Trainspotters meaning
I am reading a book – Platform Souls ‘Trainspotter as 20th Century Hero” by Nicholas Whittaker
Whittaker was a train-spotter when growing up in the 1960s. He tells of his fascination in watching steam trains and also how the decline of the railways and steam, completely changed the view of train-spotters, from a young hip hobby – to be the butt of jokes, eventually immortalised in a film about heroin addicts.
A train-spotter is defined as:
“A person who collects train numbers as a hobby.”
In the 1950s and 1960s, train-spotting was a very popular hobby for British boys who would stand on platform edges to catch the huge range of steam engines that were working the British railway system.
Train-spotting was very much the ‘FIFA football’ (or ‘Call of Duty’) of the 1950s. It was cool, and thousands of young children would spend much of their spare time hoping to get glimpses of the steam trains, passing through. It was also a little risky, with the eager train-spotter, sometimes ‘bunking’ railway sheds to catch the numbers of engines in their sheds. Train-spotters were tolerated, if not encouraged by the train authorities.
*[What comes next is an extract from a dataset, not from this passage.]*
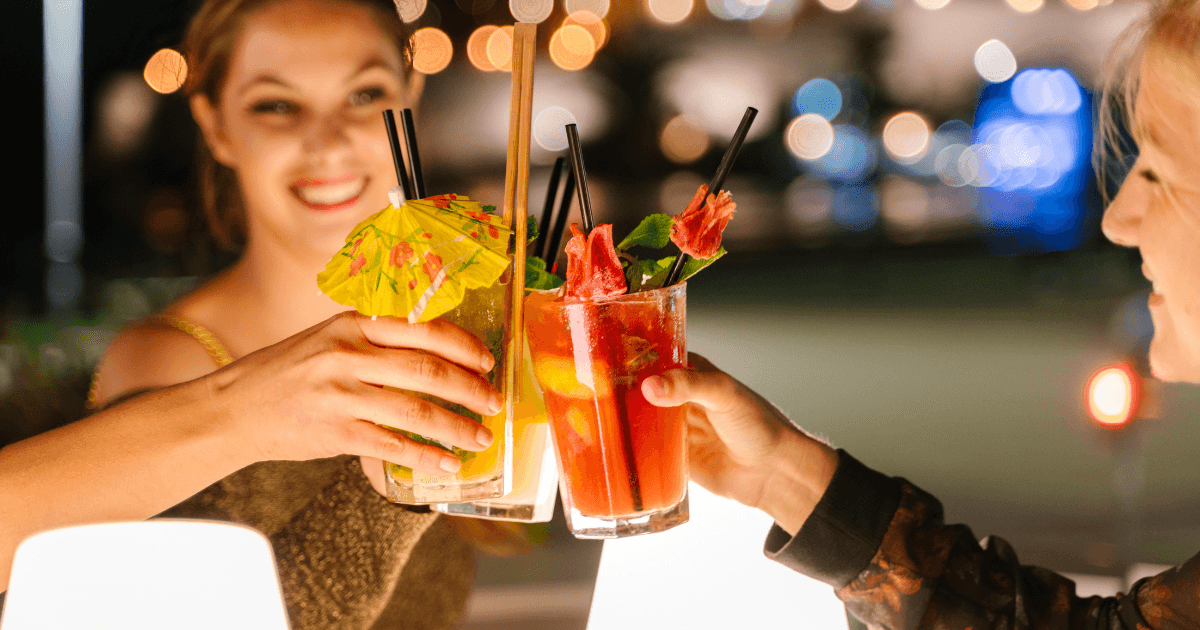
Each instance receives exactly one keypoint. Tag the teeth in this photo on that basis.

However by the early 1970s steam trains had disappeared from British railways, to be replaced by more modern, less charismatic, air-conditioned, safety-conscious mass produced trains. The decline of the romance of the railways also changed the view of train-spotters. Trainspotter jokes soon became a staple of society. This once popular hobby, has come to mean something very different. In fact ‘train-spotter’, now almost universally creates a derogatory image of a lone, anoraked, socially deficient loser, who hasn’t anything better to do.